Und damit die Frage, werde ich ernst genommen. Wenn diese soziale
Agenda ein Schritt dazu ist, dass man Sozialpolitik nicht mehr nur
als einen Sektor begreift, sondern als ein übergreifendes Thema,
eine Aufgabe aller europäischer Institutionen, dann hätten wir
wirklichen einen Fortschritt erreicht.
Löw Raimund (ORF)
Schon im vergangenen Jahr hat die Europäische Union einen eigenen
Globalisierungsfonds eingerichtet, der Hilfsmaßnahmen finanziert,
wenn in der EU Arbeitsplätze auf Grund eines unfairen Drucks vom
Weltmarkt verloren gehen. Einige tausend Arbeitnehmer in
Frankreich, Deutschland, Finnland und Italien wurden seither
unterstützt. Aber die Mitgliedsstaaten greifen nur relativ selten
auf den mit einer halben Milliarde Euro dotierten Fonds zurück,
viel Geld bleibt ungenützt liegen. Jetzt will man den Zugang
erleichtern. In Brüssel weist man darauf hin, dass in der EU schon
bisher viel mehr an Sozialpolitik geleistet wurde, als bekannt
ist. Der mit zehn Milliarden Euro jährlich dotierte Sozialfonds
macht immerhin zehn Prozent des gesamten EU-Budgets aus. Millionen
Arbeitslose erhalten EU-Hilfe bei Umschulungen, es gibt Projekte
für Behinderte oder in der Erwachsenenbildung. Das große Problem
dabei: umgesetzt wird die EU-Sozialpolitik von den
Mitgliedsstaaten, die den EU-Anteil dabei gerne unter den Tisch
fallen lassen, klagt Conny Reuter vom Europäischen
Sozialhilfeverband Solidar:
Reuter Conny (Solidar)
Wenn sie die Mittel des Sozialfonds nehmen für berufliche
Bildung, Weiterbildung und Integrationsmaßnahmen, dann wird das
doch heute häufig verkauft von den Ländern - also ich spreche
jetzt nicht von Bundesländern, sondern von den Mitgliedsstaaten
und auch zum Teil von Bundesländer, wie in Deutschland und in
Österreich - als wären das ihre Projekte. Sie sind aber gefördert
aus europäischen Mitteln, kommen aber beim Bürgen an als Mittel,
die zum Teil nicht abgerufen werden. Aber wenn die nicht erfahren
werden als ein Beitrag der Europäischen Union zur Verbesserung der
eigenen Lage - also insofern ist es nicht nur ein
Kommunikationsproblem, neben dem anderen Problemen, dass man eben
noch Zusatzmittel bereit stellen muss und das häufig von den
Mitgliedsstaaten nicht in Anspruch genommen wird. Und das ist
eigentlich auch in sich genommen ein kleiner Skandal.
Löw Raimund (ORF)
Kritisiert Conny Reuter vom Dachverband der europäischen
Sozialhilfeorganisationen in der EU. Aber Sozialpolitik wird in
Europa auch weiter vor allem von den Nationalstaaten gemacht
werden. Auch wenn Politiker gerne einen grundsätzlichen
Kurswechsel zu einem sozialen Europa fordern: die riesigen Mittel,
die nötig wären, um EU-Sozialpolitik zu ermöglichen, die
sich mit
den Nationalstaaten auch nur im Entferntesten vergleichen lässt,
gibt es in Brüssel nicht, rechnet der Sozialwissenschaftler Felix
Roth vor.
Roth Felix (Center for European Policy Studies)
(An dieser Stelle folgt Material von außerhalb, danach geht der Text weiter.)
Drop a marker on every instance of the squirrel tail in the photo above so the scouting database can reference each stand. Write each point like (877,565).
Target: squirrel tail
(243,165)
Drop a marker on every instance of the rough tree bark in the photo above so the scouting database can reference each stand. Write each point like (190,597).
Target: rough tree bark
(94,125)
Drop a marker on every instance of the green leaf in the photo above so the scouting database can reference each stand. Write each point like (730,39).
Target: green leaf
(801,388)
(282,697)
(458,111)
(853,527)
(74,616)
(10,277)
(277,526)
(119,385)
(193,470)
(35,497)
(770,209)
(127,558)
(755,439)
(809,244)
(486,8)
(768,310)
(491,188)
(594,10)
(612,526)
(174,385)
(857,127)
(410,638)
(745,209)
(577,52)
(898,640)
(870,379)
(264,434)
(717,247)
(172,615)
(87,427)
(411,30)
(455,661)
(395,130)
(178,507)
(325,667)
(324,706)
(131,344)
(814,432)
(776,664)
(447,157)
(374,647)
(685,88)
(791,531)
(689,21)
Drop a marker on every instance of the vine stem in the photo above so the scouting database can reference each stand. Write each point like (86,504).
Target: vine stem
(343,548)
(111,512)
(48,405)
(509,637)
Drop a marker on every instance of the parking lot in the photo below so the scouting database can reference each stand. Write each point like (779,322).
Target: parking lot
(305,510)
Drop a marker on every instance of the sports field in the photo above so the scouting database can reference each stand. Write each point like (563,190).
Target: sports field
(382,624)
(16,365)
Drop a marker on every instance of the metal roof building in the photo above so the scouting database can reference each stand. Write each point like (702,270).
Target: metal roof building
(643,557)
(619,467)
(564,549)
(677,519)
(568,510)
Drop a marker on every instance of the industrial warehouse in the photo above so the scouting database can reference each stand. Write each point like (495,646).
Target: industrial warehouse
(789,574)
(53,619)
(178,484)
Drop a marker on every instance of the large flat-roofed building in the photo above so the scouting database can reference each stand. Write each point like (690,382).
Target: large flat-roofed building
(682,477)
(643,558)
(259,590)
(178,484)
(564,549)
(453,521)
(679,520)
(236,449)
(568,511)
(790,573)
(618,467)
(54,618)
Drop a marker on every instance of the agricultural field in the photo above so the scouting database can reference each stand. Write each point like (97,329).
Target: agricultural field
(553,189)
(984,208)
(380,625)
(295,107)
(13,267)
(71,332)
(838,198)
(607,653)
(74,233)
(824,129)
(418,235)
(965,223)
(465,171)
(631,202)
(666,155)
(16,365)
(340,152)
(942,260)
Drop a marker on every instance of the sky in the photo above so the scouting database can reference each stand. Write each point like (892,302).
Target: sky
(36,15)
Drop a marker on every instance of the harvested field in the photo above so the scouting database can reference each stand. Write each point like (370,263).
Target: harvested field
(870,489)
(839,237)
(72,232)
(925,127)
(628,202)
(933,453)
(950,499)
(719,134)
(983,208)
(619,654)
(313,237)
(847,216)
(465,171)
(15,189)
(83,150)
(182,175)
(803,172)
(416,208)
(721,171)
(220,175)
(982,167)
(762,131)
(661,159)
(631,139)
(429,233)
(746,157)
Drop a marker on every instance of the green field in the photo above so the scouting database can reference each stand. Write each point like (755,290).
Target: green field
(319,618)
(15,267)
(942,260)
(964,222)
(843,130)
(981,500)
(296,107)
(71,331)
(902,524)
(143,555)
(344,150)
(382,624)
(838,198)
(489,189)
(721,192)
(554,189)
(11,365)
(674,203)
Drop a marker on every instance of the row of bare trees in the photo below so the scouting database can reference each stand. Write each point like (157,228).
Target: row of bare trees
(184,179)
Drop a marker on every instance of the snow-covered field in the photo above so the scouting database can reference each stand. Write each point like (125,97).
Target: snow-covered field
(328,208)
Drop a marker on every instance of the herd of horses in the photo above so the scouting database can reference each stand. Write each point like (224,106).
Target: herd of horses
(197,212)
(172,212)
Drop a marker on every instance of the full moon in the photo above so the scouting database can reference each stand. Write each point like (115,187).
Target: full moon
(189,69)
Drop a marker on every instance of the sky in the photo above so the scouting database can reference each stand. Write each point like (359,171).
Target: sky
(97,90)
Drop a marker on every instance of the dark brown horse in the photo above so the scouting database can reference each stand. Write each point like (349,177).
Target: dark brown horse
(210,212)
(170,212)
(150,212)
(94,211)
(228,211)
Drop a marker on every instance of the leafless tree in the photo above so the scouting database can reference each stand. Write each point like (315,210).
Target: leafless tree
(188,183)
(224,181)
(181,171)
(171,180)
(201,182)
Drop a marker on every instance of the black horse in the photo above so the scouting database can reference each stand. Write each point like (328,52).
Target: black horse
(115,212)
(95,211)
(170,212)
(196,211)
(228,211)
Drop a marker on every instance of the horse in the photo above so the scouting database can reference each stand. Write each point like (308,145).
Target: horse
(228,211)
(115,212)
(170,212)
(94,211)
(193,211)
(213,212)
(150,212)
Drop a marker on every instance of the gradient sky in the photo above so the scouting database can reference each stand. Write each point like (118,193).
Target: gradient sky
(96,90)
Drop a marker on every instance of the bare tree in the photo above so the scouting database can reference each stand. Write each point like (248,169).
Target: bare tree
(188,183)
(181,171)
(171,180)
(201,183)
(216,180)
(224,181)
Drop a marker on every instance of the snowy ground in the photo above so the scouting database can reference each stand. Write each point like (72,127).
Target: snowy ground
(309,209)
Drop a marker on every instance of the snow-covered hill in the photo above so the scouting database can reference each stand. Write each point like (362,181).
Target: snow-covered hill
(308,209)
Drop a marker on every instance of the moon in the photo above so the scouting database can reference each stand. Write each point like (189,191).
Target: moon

Wenn wir die EU jetzt als Gesamtes nehmen, mit einem
Bruttosozialprodukt von 11 500 Milliarden Euro, davon ungefähr 28
Prozent Sozialausgaben, kommen wir auf mehr als 3 000 Milliarden
Euro und da stehen dann die 10 Milliarden Euro des europäischen
Sozialfonds dagegen ein 300stel werden für europäische Mittel
ausgeschüttet.
Löw Raimund (ORF)
Immerhin: die Sozialpolitik rückt seit längerer Zeit wieder
ins
Zentrum der Aufmerksamkeit in der Europäischen Union.